Others called for ousting Boehner, along with Senate Republican leader Mitch McConnell of Kentucky, who negotiated the final deal with Vice President Joe Biden.
“Republicans who saw Mitch McConnell and John Boehner destroy the last plank of the Republican Party are going to need to look elsewhere for a savior for their party,” Erick Erickson wrote on his website, Redstate.org, yesterday.
Boehner and his backers argued that Republicans will be in a stronger position in the debt ceiling negotiations now that the fight over taxes is behind them. The budget agreement passed by Congress and signed yesterday by Obama averted income tax increases for most U.S. workers, while rates rose for individuals earning more than $400,000 and married couples making more than $450,000.
“Now the focus turns to spending,” Boehner said after the House passed the compromise tax deal on Jan. 1. “The American people re-elected a Republican majority in the House, and we will use it in 2013 to hold the president accountable.”

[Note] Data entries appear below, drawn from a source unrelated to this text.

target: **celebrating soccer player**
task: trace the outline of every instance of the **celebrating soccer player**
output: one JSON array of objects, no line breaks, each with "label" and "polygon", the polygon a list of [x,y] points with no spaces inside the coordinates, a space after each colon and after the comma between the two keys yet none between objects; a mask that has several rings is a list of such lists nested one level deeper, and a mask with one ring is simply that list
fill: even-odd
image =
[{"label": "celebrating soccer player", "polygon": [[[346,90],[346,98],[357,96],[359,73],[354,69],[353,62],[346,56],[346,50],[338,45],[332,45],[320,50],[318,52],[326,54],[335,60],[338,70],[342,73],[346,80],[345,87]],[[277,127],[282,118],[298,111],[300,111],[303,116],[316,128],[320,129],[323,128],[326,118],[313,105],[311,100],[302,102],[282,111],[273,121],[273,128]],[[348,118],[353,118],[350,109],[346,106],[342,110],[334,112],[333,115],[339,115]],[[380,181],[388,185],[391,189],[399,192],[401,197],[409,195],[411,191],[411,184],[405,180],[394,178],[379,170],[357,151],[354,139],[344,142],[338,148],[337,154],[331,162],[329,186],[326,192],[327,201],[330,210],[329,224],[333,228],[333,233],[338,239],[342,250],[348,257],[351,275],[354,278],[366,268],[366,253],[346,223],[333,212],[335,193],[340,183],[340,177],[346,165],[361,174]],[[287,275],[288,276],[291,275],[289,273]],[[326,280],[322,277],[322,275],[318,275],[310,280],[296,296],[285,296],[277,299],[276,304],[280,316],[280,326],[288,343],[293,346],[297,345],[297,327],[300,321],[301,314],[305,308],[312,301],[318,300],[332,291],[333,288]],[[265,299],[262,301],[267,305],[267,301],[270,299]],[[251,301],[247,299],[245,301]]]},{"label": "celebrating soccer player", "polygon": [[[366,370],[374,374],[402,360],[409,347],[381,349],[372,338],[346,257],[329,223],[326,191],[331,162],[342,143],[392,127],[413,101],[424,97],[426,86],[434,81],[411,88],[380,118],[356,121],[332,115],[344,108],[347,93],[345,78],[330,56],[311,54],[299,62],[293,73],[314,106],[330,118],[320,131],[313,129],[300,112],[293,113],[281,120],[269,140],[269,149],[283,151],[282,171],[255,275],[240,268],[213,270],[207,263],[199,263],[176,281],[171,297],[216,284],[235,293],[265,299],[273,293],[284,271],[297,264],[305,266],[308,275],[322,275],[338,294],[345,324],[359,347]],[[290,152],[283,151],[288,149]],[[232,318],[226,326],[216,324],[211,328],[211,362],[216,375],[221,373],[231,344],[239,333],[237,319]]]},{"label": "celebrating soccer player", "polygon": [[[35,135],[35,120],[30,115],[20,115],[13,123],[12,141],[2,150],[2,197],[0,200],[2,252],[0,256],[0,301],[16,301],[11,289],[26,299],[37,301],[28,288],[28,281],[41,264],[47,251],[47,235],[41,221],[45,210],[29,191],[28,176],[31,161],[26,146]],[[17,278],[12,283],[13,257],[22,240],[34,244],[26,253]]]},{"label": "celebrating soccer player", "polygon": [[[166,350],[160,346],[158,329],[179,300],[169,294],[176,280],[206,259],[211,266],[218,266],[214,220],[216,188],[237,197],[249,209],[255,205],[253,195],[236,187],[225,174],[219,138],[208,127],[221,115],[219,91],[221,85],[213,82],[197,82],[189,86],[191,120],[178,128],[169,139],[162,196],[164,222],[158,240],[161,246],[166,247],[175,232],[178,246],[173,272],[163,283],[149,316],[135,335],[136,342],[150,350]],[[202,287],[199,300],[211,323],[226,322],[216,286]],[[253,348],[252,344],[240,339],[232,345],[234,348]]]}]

Boehner’s assurances failed to persuade the majority of his caucus. Sixty-four percent of House Republicans, 151 in total, voted against the measures. In an unusual leadership split, Majority Leader Eric Cantor, of Virginia, and Republican Whip Kevin McCarthy, of California, opposed the bill.
The divisions were notable, given that the Senate vote adopting the measure was almost unanimous -- just five Republicans opposed it.
Still, with no serious challenger, Boehner is set to easily win a second term as speaker.
His defenders say Boehner entered the negotiations with Obama in a weakened position, after a presidential election during which his party failed to effectively articulate the Republican argument against raising taxes on the wealthy.
“When you don’t argue the point at all, the other side wins,” said David Winston, a Republican strategist and adviser to Boehner. “The president went into this debate coming out of this campaign with the upper hand because no one had made an argument.”
The speaker is also hampered by the fact that the tools used by his predecessors to impose discipline are diminished or unavailable to him. Many of the caucus’s new members were recruited by anti-tax groups rather than the national party committees, which erodes institutional loyalty. Changes in campaign finance rules mean that fundraising and other help provided by party leaders to candidates don’t hold as much sway.
Still, Boehner’s decision to move the tax bill forward with Democratic support -- rather than trying to twist the arms of his own caucus members -- may pay off for him in the long run, said John Feehery, a Republican strategist.
“They had the luxury of voting against it because they knew it would pass,” said Feehery.
That was especially true for Republicans who fear a primary challenge from within more than a general election fight with a Democratic candidate.
“I thank all you who will vote for it,” Representative Darrell Issa of California said on the House floor before the vote. “I cannot bring myself to vote for it.”
While the politics pleased some lawmakers, they left activists demoralized and aiming their fire at Boehner.
“I don’t think it’s ever going to sit well with conservatives,” said Michael Franc, a vice president of the conservative Heritage Foundation and a former aide to House Republican leaders. “They’re lashing out, and they’re going to lash out for a while.”
Even New Jersey Governor Chris Christie got in on the Boehner bashing, railing against the House for failing to pass a relief bill for Hurricane Sandy victims. The failure to act to aid those still suffering in New York and New Jersey “is why the American people hate Congress,” he said.